Wednesday, 9 January 2013

Is a Daily Aspirin Right for your Heart?




For people with known heart disease, it’s clear that they benefit from being on an aspirin. Nevertheless, you shouldn’t start talking it on your own. Talking to a doctor first is essential to make sure you’re not at increased risk of bleeding. Heart attacks and strokes cause millions of deaths every year. The culprits are blood clots, which choke off the blood supply to vital organs. Aspirin works on blood cells that cause clots, making blood less likely to clot.
So, if clots cause cardiovascular disease and aspirin helps prevent clots, taking aspirin should be right. The matter of the fact is that aspirin’s benefits comes at a cost-an increased risk of bleeding, which usually occurs in the stomach, intestine and other gastrointestinal areas. While most of this type of bleeding is minor and stops on its own, it can be life-threatening. And there’s no sure way to predict if or when it will happen.

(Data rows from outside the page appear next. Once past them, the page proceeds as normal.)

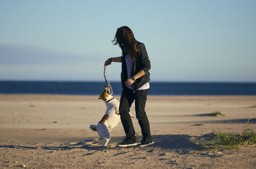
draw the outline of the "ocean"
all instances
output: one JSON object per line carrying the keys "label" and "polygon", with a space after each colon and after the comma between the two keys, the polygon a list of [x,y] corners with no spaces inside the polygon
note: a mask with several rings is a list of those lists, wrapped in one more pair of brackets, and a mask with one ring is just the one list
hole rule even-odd
{"label": "ocean", "polygon": [[[113,94],[122,92],[121,83],[111,82]],[[148,95],[256,95],[255,82],[150,82]],[[99,95],[105,82],[0,81],[0,94]]]}

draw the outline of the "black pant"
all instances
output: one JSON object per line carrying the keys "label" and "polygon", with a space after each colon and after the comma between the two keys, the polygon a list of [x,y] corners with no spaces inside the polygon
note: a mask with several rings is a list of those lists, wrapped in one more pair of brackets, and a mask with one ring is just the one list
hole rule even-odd
{"label": "black pant", "polygon": [[148,91],[148,89],[138,90],[134,92],[132,90],[126,87],[123,89],[119,106],[119,113],[127,139],[132,139],[136,141],[134,128],[133,127],[132,119],[131,119],[131,115],[129,114],[130,112],[130,107],[133,101],[135,99],[136,118],[141,128],[143,138],[152,140],[148,119],[145,112]]}

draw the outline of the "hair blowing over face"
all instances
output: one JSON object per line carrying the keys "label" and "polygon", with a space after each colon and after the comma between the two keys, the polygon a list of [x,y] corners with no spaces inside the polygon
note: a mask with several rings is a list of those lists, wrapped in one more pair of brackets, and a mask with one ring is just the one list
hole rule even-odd
{"label": "hair blowing over face", "polygon": [[112,43],[114,45],[119,45],[124,55],[129,54],[132,59],[135,59],[138,53],[137,40],[134,38],[133,33],[129,27],[122,26],[117,29]]}

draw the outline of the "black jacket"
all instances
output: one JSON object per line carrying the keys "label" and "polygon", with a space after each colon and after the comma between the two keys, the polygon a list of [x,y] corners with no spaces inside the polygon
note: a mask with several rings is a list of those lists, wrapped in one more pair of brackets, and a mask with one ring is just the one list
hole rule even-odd
{"label": "black jacket", "polygon": [[[151,68],[150,61],[148,59],[148,54],[147,53],[146,47],[144,44],[139,41],[138,44],[138,54],[135,57],[135,59],[132,61],[132,70],[131,77],[133,77],[140,70],[143,70],[145,74],[139,78],[131,85],[134,91],[136,91],[143,85],[147,84],[150,80],[149,77],[149,70]],[[125,56],[123,55],[122,57],[122,72],[121,72],[121,82],[124,88],[125,85],[124,82],[127,80],[127,72],[126,68]]]}

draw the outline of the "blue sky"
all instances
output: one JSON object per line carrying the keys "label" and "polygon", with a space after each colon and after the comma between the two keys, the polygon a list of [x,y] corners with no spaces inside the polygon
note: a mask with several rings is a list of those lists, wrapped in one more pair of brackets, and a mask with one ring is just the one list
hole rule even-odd
{"label": "blue sky", "polygon": [[[256,82],[255,1],[1,1],[0,80],[102,80],[128,26],[152,81]],[[120,80],[121,65],[107,68]]]}

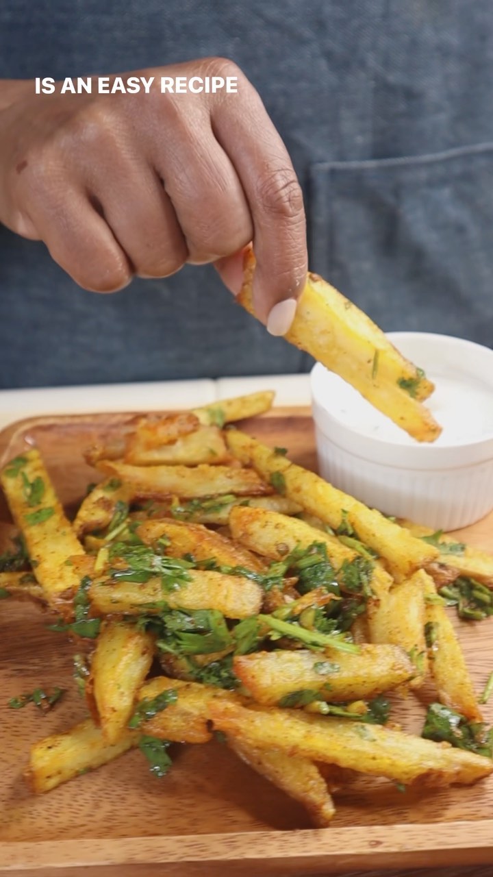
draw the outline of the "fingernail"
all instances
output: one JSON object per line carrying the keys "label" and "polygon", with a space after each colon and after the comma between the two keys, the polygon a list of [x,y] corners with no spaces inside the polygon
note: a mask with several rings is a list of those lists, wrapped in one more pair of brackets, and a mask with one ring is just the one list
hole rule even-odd
{"label": "fingernail", "polygon": [[295,318],[297,304],[296,298],[286,298],[274,305],[267,321],[267,331],[271,335],[285,335],[289,332]]}

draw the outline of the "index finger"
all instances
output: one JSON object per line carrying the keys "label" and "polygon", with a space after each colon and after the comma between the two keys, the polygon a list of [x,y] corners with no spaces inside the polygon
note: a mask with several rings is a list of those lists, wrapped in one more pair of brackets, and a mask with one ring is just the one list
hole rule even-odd
{"label": "index finger", "polygon": [[212,106],[211,116],[214,133],[234,165],[252,214],[255,313],[273,334],[283,335],[307,271],[301,188],[281,137],[245,76],[239,76],[237,94]]}

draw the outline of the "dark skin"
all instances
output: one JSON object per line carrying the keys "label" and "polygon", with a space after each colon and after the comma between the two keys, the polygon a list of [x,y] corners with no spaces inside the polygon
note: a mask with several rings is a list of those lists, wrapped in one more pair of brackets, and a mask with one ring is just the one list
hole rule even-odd
{"label": "dark skin", "polygon": [[[305,218],[259,95],[221,58],[137,75],[155,77],[148,95],[36,95],[32,82],[0,82],[0,221],[43,240],[96,292],[213,262],[237,293],[253,240],[256,312],[283,333],[307,269]],[[161,94],[161,75],[238,76],[238,93]]]}

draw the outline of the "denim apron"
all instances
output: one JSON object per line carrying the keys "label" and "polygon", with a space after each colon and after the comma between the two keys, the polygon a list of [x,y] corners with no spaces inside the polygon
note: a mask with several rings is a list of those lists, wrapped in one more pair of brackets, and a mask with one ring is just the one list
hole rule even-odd
{"label": "denim apron", "polygon": [[[310,264],[386,330],[489,345],[490,0],[2,0],[0,77],[233,59],[301,181]],[[1,136],[1,132],[0,132]],[[305,371],[211,267],[81,290],[0,228],[0,387]]]}

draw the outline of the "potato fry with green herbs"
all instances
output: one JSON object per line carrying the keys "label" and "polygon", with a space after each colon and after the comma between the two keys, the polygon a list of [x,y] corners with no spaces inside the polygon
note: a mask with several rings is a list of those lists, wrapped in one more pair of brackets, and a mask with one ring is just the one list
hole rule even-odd
{"label": "potato fry with green herbs", "polygon": [[[254,316],[254,267],[249,250],[237,302]],[[405,360],[369,317],[318,275],[307,275],[284,338],[339,374],[418,441],[432,442],[440,434],[441,428],[421,404],[434,389],[422,369]]]}
{"label": "potato fry with green herbs", "polygon": [[22,531],[34,574],[54,606],[79,585],[68,561],[83,555],[37,450],[26,451],[2,469],[2,487],[12,517]]}
{"label": "potato fry with green herbs", "polygon": [[[368,700],[408,681],[415,673],[397,645],[363,645],[356,654],[332,649],[254,652],[236,656],[232,667],[254,700],[266,706],[304,705],[296,702],[296,695],[307,692],[330,703]],[[282,702],[287,698],[292,702]]]}
{"label": "potato fry with green herbs", "polygon": [[107,743],[118,743],[126,727],[154,652],[154,638],[135,624],[109,621],[103,625],[85,688],[93,717]]}
{"label": "potato fry with green herbs", "polygon": [[393,575],[406,578],[438,557],[438,548],[415,538],[381,512],[368,509],[255,438],[231,430],[226,441],[244,465],[254,466],[279,493],[298,503],[332,530],[339,530],[343,523],[351,526],[355,538],[377,552]]}
{"label": "potato fry with green herbs", "polygon": [[382,725],[231,702],[211,703],[210,711],[215,728],[251,745],[405,785],[468,785],[493,772],[490,759]]}

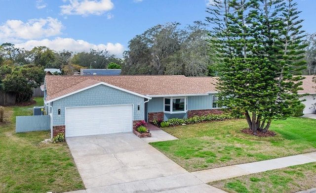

The right time to take aspirin is when the benefits reducing risk from heart attack and strokes-outweigh the risk of aspirin itself: dangerous stomach bleeding. This is a decision that can only be made between you and your doctor, but learning your own risk level can help you feel good about your choice.

There’s little question aspirin has earned its reputation as a powerful drug. Studies manifest: in men daily aspirin therapy cut the risk of a first by a third; in women, daily aspirin therapy reduced the rate of strokes by seventeen percent. Certain conditions increase the likelihood of heart attacks and strokes. If you fit in this category, there’s little argument: an aspirin a day helps keep trouble away.

(You’re considered at high risk if you have: A prior heart attack or caused by a blood clot; Known blockages or narrowing of arteries in the heart disease: Multiple risk factors, such as, smoking, elevated cholesterol levels and low good HDL cholesterol.)